## Calculating percentiles in Python – use numpy not scipy!

This is just a brief public service announcement reporting something that I’ve just found: `np.percentile` is **a ****lot faster** than `scipy.stats.scoreatpercentile` – almost an order of magnitude faster in some cases.

Someone recently asked me why on earth I was using scoreatpercentile anyway – and it turns out that np.percentile was only added in numpy 1.7, which was released part-way through my PhD in Feb 2013, hence why the scipy function is used in some of my code.

In my code I frequently calculate percentiles from satellite images represented as large 2D numpy arrays – and the speed differences can be quite astounding:

Image size |
scoreatpercentile |
percentile |
speedup |

100 | 595us | 169us | 3.5x |

1000 | 84ms | 13ms | 6.5x |

3000 | 927ms | 104ms | 9x |

8000 | 8s | 1s | 8x |

As you can see, we get 3-4 times speedup for even small arrays (100 x 100, so 10,000 elements), and up to 8-9 times speedup for large arrays (tens of millions of elements).

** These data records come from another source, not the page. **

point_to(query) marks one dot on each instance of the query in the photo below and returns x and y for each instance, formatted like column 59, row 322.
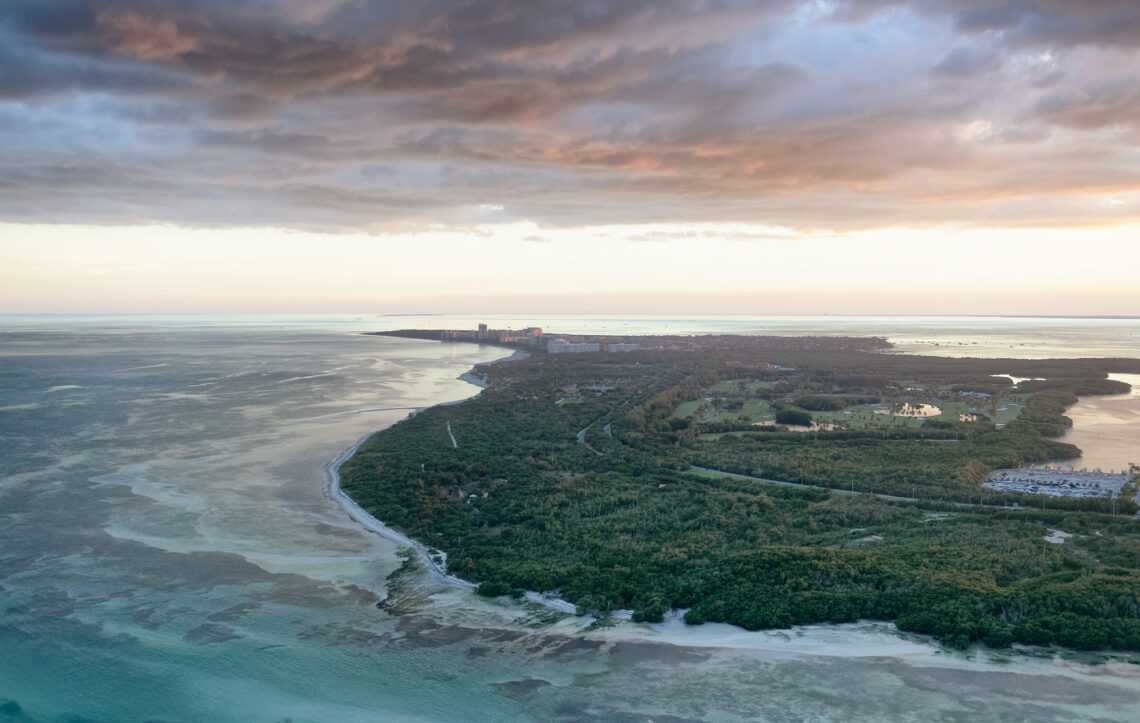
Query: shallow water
column 167, row 553
column 1107, row 429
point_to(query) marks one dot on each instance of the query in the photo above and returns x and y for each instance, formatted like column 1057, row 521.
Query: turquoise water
column 168, row 552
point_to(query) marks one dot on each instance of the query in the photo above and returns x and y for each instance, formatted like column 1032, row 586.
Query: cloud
column 357, row 113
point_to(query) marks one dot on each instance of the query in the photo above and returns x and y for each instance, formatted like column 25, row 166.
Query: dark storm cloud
column 353, row 113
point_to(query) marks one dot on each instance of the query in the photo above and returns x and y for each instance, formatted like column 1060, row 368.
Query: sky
column 763, row 156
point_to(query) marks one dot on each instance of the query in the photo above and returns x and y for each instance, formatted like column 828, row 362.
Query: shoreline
column 333, row 492
column 673, row 631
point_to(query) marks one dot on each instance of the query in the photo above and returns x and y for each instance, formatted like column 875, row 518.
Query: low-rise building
column 561, row 346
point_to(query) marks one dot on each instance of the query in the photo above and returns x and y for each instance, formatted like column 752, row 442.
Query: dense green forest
column 576, row 473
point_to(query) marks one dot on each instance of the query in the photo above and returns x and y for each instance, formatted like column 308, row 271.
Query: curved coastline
column 871, row 639
column 332, row 488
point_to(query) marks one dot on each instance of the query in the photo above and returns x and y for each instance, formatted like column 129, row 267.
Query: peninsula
column 770, row 481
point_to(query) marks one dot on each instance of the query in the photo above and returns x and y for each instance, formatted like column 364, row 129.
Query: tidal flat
column 168, row 553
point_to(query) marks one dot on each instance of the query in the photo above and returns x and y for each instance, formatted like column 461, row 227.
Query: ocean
column 168, row 551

Anyway, the two functions have very similar signatures and options – the only thing missing from `np.percentile` is the ability to set hard upper or lower limits – so it should be fairly easy to switch over, and it’s worth it for the speed boost!

*If you found this post useful, please consider buying me a coffee.*

This post originally appeared on Robin's Blog.

**Categorised as:** Programming, Python

One big difference is that scipy does linear interpolation, and not numpy. Have you tried disabling linear interpolation (for instance putting interpolation_method=’lower’)?